If we rule out the impossible, we eliminate many choices, and the situation simplifies.

Possible solutions may practically jump out at us. Necessary conditions for possible solutions will jump out at us. I thought the OpEd page today was constructive, and was especially interested, at the level of logic, by the advertorial by the Anti-Defamation League Will the U.N. Fact Finders Seek All of the Facts in Jenin? http://www.adl.org/ads/israel_ad_042602.asp

The ad says some things that are right - - but not just right from the ADL point of view.

In addition to finding facts regarding civilian casualties, the U.N. team should investigate motivations and context that is directly relevant to the civilian casualties. A thorough job of doing that would make clear how "insoluble" the situation is, how easy it is to take the facts involved, and from different points of view, produce "perfectly logical" arguments for endless conflict -- and a clear sense of how many horrors the current situation has produced, and may continue to produce.

There would be plenty of blame to go around -- fair allocations of blame would not necessarily be balanced between the adversaries - but there would be blame on all sides, and different weightings on the blame, according to different perspectives and assumptions. ADL asks (I'm deleting some "specially weighted" phrasing):

"Who is really responsible for the death and destruction in Jenin? The Israelis . . . or the Palestinians . . . . ?

How could that point be fully discussed? At the level of objective fact, and at the many levels of opinion that are connected?

Full discussion would only be possible, only be thinkable, if different positions , including contradictory positions could be stated clearly.

Stated in ways where they could be viewed side by side. Stated in interaction with consequences that are traceable, potentially checkable, and discussable.

At some levels of mechanics, geometry, and organization, these things are possible using the internet, where they were not possible before. Ideas and facts can be placed together in space and time so that people can "connect the dots" to form patterns - and discuss those patterns so that there is a reasonable chance for closure -- of for clarity about disagreements. Some patterns that make these things more possible than before are illustrated and discussed on this thread.

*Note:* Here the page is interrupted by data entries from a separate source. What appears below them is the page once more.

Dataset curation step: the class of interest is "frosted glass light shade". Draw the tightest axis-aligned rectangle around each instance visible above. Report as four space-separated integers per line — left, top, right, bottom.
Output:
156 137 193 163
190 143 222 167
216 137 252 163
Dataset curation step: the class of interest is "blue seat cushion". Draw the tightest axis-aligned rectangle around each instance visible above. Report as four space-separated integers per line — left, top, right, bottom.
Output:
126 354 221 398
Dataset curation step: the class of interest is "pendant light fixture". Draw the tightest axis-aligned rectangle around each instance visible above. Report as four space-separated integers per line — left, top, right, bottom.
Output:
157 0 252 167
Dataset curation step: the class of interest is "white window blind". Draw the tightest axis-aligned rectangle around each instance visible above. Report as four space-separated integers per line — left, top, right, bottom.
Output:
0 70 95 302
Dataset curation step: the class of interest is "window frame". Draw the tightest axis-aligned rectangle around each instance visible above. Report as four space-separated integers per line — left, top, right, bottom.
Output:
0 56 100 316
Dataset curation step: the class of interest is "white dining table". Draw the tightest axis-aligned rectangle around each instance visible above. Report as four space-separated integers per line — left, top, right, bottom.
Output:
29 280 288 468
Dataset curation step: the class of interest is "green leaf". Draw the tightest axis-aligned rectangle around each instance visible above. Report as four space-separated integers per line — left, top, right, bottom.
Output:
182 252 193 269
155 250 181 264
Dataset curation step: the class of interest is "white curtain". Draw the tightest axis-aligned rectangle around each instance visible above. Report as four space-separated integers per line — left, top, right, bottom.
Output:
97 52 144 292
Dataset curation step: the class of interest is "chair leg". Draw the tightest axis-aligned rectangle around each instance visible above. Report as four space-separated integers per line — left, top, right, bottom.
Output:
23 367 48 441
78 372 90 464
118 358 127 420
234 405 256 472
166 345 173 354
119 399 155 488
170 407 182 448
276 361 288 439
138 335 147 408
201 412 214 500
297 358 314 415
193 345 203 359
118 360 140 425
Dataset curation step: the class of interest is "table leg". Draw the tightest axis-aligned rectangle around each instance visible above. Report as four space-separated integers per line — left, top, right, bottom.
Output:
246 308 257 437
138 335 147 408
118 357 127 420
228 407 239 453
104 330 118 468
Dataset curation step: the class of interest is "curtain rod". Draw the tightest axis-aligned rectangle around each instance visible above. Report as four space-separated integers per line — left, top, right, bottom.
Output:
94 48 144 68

rshow55 - 03:05pm Apr 26, 2002 EST (#1793 of 1805) Delete Message

As things clarify, situations may look more hopeless, and fights may look both more inevitable and more intractable than before. But clarification is a necessary stage. It is important to find out what can be done. And what has to change for any humanly reasonable solution.

Sometimes, there do have to be fights. At some level. But when that happens, questions like "how much carnage is necessary, why exactly, and who is responsible?" are well worth asking.

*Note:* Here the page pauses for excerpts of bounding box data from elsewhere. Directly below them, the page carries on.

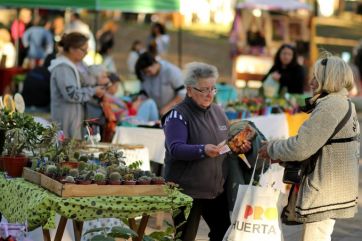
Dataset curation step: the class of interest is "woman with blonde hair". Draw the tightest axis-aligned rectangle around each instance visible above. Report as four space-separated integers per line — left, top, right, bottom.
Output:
259 55 360 241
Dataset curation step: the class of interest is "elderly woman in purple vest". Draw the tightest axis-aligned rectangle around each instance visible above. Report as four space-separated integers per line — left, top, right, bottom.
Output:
162 62 251 241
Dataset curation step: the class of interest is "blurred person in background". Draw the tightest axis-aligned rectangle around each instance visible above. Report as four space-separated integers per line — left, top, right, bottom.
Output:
22 54 56 113
127 40 145 78
64 12 97 65
106 73 160 125
259 54 360 241
21 18 54 69
10 8 31 66
97 21 118 73
51 16 65 47
147 22 170 58
135 52 186 115
49 32 105 139
0 28 16 68
263 44 305 94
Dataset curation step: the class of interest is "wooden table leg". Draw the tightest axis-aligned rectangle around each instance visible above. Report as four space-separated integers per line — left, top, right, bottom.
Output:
156 212 165 229
42 228 51 241
128 214 150 241
73 220 83 241
137 214 150 241
54 216 68 241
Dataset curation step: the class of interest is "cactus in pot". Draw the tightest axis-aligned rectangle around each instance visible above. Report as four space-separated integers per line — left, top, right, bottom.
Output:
109 172 121 185
123 173 136 185
69 168 79 178
94 172 106 185
45 165 58 178
62 176 75 183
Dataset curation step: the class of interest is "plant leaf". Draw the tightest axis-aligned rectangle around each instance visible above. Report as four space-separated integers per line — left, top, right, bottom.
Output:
90 235 115 241
109 226 138 238
83 228 105 235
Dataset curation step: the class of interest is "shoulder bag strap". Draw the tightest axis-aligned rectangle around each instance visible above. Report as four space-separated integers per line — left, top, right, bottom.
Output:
304 99 352 174
328 99 352 141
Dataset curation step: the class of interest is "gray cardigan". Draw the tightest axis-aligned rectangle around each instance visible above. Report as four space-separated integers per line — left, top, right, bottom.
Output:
268 89 360 222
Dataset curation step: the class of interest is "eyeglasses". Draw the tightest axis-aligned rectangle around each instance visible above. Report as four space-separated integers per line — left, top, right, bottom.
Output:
321 58 328 82
192 87 217 95
78 48 88 54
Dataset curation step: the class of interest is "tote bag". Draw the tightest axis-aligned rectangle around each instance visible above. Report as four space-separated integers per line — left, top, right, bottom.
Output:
223 157 283 241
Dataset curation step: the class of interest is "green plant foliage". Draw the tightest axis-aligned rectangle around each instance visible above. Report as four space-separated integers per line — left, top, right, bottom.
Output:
128 160 142 170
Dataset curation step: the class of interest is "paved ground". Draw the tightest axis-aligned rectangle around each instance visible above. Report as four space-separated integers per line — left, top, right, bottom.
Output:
148 116 362 241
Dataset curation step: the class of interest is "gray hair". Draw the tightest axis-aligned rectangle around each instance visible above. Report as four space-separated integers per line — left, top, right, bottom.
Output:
184 62 219 86
88 64 107 79
313 52 354 93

With objective facts mostly straight (and these can mostly be agreed to) and differences about definitions and weights clear - - and with consequences reasonably clear - - the situation becomes more hopeful.

MD1786 rshow55 4/26/02 11:19am includes this:

Paradigms are shifting , and the world is looking at problems that are soluble , with attention and honesty. . . . . "Connecting the dots" -- getting facts collected in space and time, so that people can understand them, and check their understanding -- that will permit real progress.

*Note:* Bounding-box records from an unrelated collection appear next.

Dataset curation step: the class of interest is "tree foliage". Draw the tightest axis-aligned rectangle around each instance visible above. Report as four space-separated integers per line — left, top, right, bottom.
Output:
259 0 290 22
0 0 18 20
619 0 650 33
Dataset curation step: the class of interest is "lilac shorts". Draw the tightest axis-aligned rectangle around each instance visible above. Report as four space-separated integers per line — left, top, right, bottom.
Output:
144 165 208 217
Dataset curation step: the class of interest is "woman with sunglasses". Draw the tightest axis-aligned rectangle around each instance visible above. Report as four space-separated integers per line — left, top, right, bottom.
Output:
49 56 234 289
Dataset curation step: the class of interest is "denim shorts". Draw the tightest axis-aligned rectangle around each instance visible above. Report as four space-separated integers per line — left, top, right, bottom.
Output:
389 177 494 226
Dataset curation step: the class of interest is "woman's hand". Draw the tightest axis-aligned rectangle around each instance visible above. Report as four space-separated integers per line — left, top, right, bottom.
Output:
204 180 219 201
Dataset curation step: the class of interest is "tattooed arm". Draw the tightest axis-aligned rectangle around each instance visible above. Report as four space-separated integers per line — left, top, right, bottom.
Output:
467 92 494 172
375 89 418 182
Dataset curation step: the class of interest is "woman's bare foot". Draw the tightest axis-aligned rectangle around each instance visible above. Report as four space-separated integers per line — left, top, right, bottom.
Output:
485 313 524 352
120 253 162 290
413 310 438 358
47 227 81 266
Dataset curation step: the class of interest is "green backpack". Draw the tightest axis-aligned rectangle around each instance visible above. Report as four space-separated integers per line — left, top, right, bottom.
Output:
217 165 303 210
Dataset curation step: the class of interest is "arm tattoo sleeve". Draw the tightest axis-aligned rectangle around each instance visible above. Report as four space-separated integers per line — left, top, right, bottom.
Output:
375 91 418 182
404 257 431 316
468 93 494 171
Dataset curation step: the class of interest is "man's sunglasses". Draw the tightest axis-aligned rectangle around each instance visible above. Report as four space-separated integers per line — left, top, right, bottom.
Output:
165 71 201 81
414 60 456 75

Am I being unbearably naive? Or asking for the impossible? Perhaps. Here is what I believe. People, as individuals, and as groups, have to learn to be logically better than they are. We must do this if we are to have a better chance of surviving, if we are to have less carnage and horror, and if we are to be more decent and comfortable. The changes aren't especially complicated, but some of them are wrenching, and connected to wrenching things.

When it matters enough, we have to do the work, and show the honesty, that it takes to get consequential questions of fact straight -- and logical structures related to a situation crafted so that they fit people and circumstances workably.

We need to find or negotiate weights that might be "inconsistent" from one place to another in the logical structure -- but that are workable in the places of the logical structure where they actually exist, as they actually exist.

Plenty turns out to be impossible. We need to find structures and assumptions about morality and human conduct that are workable for the people actually involved, in the situation as it is.

Is this impossible in the Middle East? I don't think so. Plenty of people, on all sides of the conflict, know most of what needs to be done, when they think straight, with their passions under disciplined control.